Using [ahash for equality comparison is very dangerous]https://users.rust-lang.org/t/using-ahash-non-cryptographic-hash-for-equality-comparison-considered-harmful/71701,
because the probability of collision is ~50% when hashing 2Β³Β² values. With `xxhash128`
we are producing hashes of 128 bits, which results in a far lower collision probability (~50% when hashing 2⁢⁴ values).
Please keep in mind that those values only hold true for perfect hash functions. __xxhash is not a perfect hash
function nor a cryptographic one__, but it scores _very well_ on the official [SMHasher]https://github.com/aappleby/smhasher hashing [benchmark tests]https://github.com/rurban/smhasher.

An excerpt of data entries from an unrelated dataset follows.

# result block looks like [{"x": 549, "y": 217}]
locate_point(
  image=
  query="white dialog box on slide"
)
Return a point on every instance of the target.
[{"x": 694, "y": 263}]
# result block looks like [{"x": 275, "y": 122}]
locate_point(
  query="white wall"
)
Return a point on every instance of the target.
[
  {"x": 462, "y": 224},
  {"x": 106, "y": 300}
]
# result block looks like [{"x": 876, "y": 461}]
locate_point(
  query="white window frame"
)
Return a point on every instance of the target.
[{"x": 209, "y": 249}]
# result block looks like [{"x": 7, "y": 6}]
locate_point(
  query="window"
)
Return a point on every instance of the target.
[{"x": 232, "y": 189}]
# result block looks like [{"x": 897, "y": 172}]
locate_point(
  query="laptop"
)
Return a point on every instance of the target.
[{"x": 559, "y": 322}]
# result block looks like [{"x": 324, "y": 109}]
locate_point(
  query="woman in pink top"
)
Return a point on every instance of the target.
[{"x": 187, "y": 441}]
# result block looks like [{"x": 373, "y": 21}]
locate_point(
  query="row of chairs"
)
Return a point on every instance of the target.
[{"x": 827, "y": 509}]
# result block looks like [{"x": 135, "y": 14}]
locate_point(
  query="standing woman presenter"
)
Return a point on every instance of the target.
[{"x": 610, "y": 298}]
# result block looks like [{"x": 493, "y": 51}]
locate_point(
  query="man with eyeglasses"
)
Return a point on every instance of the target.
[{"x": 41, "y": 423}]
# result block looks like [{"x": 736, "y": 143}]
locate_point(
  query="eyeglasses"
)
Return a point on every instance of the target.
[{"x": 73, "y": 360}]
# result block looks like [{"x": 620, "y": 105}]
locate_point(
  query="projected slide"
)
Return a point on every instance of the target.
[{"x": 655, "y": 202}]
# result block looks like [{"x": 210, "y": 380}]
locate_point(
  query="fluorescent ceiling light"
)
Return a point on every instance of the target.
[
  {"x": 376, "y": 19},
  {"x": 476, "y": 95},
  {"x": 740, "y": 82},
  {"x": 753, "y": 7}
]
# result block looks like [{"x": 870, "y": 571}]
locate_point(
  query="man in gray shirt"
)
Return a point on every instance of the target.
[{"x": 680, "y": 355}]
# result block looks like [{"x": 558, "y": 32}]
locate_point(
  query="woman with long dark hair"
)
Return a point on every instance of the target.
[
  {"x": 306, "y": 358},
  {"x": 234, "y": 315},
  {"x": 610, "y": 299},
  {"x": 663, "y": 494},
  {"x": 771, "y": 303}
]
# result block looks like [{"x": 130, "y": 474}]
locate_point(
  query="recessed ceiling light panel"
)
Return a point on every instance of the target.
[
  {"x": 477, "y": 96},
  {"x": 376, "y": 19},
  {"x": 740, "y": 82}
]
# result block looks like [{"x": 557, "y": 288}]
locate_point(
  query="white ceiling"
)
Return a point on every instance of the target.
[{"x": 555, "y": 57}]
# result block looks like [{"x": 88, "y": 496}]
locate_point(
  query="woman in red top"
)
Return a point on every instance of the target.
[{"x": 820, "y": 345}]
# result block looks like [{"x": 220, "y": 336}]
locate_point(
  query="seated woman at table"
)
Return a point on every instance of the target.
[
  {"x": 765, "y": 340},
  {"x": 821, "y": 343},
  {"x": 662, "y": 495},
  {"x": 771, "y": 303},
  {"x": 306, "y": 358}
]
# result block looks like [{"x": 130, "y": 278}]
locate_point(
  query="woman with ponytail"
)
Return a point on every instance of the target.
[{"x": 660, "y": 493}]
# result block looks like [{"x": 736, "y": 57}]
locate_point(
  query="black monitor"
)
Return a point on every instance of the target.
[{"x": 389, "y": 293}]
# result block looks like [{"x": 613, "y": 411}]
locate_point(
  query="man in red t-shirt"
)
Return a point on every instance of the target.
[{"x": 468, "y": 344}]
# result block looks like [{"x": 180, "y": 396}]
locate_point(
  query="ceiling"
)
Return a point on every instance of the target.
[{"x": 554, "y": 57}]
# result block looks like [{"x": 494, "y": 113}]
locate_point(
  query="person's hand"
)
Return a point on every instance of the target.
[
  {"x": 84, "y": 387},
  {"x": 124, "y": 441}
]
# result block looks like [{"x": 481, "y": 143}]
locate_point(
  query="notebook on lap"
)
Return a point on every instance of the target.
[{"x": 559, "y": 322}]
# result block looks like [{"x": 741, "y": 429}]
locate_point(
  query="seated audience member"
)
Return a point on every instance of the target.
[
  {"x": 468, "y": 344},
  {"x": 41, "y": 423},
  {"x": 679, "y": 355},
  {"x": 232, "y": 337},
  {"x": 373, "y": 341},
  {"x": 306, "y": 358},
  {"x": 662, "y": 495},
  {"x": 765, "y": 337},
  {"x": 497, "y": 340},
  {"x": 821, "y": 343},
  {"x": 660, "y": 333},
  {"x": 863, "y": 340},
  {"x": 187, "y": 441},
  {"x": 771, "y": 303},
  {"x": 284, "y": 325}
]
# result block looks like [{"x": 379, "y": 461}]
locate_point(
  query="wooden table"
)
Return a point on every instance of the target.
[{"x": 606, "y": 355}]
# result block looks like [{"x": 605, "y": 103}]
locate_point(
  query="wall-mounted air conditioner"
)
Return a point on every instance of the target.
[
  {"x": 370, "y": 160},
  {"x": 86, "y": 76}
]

There are no known collision in the hash values of xxhash with 128 bits.
- __breaking__: Make sorting of `DiffByteRecord`s more precise ([!13]https://gitlab.com/janriemer/csv-diff/-/merge_requests/13).
The problem was that when two `DiffByteRecord`s had the same line number, sorting was undeterministic.
Now when two line numbers are equal, it additionally looks at the variant of the `DiffByteRecord`, where the following rules hold:
    - `DiffByteRecord::Delete(..)` < `DiffByteRecord::Modify(..)` < `DiffByteRecord::Add(..)`
- Remove internal buffer, when sending CSV hashes into channel. Previously, CSV hashes
have been buffered in a `smallvec` and then send into the channel. This led to optimal
performance, when diffing a lot of rows (~1 million), but it could lead to a stack overflow.
For diffing many rows, performance decreased of about 15-20% due to this change.